Ayant déjà travaillé sept ans au Canada, j’étais familier avec le marché nord-américain, ce qui a facilité notre implantation initiale aux États-Unis, d’autant que ce marché est plus vaste. En Allemagne, nous avons choisi de recruter directement un Country Manager local, sans passer par un VIE. Nous venons d’y trouver des locaux et prévoyons d’y installer notre tête FSW. Un ingénieur soudeur basé à Rennes interviendra régulièrement en soutien, profitant de la liaison directe en train entre Rennes et Stuttgart, ce qui limite notre impact carbone. À terme, nous souhaitons étoffer progressivement l’équipe sur place, en fonction du développement de notre activité.
Quelles différences avez-vous constatées entre une implantation aux États-Unis et en Allemagne ?
L’implantation en Allemagne est facilitée par l’absence de démarches de visa, contrairement aux États-Unis où les procédures d’immigration sont complexes, notamment pour le transfert de personnel. En revanche, la création d’entreprise est plus simple et rapide aux États-Unis. En Allemagne les formalités administratives sont plus strictes. Toutefois, la principale difficulté rencontrée aux États-Unis reste le recrutement et la formation de personnel local, en raison des contraintes liées aux visas.
De quelle manière BCI a pu vous accompagner dans vos projets à l’international ?

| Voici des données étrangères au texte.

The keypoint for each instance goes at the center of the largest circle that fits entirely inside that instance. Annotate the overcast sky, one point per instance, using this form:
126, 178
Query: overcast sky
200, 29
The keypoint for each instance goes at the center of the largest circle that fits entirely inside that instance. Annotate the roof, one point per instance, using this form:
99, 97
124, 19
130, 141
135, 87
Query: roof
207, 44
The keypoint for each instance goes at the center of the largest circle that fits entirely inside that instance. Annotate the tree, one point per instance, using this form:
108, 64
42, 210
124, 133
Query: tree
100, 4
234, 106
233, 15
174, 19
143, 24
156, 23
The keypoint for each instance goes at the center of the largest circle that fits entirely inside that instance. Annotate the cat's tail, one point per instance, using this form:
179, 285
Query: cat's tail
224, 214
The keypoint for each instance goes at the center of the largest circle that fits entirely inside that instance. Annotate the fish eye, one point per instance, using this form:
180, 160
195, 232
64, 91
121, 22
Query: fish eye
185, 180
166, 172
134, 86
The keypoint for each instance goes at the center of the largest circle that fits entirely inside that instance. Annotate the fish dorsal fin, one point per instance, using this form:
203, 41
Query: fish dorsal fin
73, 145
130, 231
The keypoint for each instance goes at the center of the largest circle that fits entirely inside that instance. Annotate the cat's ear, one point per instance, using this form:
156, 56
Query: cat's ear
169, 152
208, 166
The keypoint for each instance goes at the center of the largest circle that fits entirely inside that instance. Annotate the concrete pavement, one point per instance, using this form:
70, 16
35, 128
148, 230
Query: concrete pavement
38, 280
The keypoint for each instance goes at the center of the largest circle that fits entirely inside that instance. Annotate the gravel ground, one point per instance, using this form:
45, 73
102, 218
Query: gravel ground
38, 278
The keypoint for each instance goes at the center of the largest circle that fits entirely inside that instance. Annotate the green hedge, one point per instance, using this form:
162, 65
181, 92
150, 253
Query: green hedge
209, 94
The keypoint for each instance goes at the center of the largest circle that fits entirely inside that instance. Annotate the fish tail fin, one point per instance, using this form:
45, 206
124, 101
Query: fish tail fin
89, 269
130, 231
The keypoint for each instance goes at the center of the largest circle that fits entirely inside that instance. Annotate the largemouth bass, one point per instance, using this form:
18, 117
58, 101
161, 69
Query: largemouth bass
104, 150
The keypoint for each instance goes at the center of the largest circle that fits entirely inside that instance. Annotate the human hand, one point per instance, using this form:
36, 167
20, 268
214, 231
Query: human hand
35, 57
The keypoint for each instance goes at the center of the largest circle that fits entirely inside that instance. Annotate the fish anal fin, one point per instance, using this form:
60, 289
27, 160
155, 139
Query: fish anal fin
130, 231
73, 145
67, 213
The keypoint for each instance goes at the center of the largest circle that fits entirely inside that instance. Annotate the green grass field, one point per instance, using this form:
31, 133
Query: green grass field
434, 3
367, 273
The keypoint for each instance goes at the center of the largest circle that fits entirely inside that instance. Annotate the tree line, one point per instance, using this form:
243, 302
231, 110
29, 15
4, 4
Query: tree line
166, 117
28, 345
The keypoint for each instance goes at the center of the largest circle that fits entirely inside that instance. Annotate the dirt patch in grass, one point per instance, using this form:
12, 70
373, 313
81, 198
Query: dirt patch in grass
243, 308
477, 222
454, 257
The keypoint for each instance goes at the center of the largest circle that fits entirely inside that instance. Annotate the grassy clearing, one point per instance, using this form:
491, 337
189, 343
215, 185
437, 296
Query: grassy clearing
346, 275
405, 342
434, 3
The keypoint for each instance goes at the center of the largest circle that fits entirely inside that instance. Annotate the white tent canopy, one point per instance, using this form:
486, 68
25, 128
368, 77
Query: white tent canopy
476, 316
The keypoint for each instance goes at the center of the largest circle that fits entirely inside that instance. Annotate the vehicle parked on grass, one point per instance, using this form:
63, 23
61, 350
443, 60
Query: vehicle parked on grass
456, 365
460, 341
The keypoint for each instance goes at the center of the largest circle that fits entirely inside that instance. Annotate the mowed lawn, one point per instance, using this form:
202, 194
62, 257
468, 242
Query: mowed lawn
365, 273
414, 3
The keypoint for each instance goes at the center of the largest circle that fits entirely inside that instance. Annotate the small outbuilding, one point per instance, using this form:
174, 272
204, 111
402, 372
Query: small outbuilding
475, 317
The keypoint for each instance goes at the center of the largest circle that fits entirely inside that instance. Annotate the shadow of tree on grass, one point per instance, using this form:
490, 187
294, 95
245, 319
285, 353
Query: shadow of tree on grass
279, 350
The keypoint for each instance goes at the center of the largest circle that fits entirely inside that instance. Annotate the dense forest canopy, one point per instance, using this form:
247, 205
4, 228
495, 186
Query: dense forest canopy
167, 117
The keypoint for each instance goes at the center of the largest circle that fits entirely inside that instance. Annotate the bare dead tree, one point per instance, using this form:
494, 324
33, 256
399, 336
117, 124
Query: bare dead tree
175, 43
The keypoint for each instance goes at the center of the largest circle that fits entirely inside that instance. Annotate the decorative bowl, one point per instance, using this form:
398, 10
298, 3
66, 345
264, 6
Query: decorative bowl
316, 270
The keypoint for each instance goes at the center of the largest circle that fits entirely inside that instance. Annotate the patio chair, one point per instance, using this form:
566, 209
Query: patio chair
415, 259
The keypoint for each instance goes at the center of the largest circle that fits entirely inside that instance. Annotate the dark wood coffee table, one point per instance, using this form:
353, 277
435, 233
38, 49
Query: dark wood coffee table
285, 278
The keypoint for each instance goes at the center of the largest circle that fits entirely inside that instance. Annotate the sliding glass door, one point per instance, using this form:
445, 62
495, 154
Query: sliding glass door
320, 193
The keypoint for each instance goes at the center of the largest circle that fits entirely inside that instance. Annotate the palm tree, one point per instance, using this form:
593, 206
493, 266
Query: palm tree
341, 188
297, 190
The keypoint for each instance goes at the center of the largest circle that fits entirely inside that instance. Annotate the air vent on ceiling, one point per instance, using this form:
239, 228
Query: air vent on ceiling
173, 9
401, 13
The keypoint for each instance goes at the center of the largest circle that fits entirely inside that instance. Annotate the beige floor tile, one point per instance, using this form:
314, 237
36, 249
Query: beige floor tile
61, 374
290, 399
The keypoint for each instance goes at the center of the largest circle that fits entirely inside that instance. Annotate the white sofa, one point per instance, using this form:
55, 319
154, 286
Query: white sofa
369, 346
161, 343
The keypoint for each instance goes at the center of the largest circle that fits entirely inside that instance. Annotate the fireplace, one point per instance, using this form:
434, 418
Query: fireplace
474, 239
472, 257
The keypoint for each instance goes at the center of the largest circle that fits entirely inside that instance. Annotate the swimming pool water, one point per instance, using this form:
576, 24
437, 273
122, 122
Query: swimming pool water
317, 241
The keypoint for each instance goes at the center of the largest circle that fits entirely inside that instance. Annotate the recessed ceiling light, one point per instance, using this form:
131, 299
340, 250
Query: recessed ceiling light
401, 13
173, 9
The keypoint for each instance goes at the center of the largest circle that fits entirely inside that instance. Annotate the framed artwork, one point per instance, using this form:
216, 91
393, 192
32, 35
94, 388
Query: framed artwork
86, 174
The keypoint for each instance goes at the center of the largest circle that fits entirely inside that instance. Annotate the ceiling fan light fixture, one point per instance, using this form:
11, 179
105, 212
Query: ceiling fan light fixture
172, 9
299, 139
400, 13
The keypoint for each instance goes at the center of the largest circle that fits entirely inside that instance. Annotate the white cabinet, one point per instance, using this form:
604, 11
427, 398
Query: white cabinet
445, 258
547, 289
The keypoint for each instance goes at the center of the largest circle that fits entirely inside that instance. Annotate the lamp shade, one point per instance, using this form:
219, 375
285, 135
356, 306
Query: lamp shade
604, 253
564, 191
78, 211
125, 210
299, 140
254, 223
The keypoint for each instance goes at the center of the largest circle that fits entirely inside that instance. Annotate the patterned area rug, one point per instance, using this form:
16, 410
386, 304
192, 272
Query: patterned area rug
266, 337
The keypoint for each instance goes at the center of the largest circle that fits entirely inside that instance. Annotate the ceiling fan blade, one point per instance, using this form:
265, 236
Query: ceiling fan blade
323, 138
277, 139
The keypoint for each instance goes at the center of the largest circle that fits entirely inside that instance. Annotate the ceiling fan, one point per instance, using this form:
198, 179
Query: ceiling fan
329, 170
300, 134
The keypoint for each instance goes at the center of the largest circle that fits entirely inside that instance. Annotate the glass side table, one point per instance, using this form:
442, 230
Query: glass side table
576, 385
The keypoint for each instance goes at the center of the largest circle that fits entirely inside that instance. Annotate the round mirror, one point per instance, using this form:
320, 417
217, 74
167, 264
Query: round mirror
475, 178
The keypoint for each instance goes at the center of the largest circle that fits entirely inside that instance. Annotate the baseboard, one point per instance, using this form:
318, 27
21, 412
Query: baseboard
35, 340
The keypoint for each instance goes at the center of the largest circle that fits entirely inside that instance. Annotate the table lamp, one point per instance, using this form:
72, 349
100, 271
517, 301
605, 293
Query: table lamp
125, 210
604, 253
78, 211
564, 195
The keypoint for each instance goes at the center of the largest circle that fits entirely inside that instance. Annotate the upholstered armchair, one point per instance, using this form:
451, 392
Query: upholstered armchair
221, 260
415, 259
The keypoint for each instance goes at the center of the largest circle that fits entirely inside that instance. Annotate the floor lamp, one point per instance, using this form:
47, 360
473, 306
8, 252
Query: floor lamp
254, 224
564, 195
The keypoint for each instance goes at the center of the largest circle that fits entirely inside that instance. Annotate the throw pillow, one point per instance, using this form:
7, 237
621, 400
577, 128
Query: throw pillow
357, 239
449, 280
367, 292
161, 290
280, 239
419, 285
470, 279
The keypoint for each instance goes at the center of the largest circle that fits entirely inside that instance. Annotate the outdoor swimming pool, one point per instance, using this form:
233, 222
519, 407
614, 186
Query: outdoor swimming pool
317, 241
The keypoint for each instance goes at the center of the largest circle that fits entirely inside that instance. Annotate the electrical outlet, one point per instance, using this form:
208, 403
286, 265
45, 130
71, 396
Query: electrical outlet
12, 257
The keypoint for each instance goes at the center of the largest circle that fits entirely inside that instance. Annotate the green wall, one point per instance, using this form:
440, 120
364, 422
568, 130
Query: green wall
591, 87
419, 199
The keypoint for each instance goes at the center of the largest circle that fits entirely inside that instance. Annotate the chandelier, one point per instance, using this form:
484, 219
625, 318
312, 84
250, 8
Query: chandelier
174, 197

BCI nous a apporté un soutien précieux dans nos projets à l’international, notamment en facilitant notre mise en relation avec prestataires agréés comme Rezoway, qui nous a accompagnés sur les aspects juridiques, comptables et bancaires lors de la création de notre structure à Détroit. Au fil des années, nous avons sollicité BCI à de nombreuses reprises pour des recherches d’informations, des prestations personnalisées ou encore pour être orientés vers des partenaires de confiance. En Allemagne nous avons également été accompagné par un Prestataire Etranger Agréé appartenant au réseau de BCI.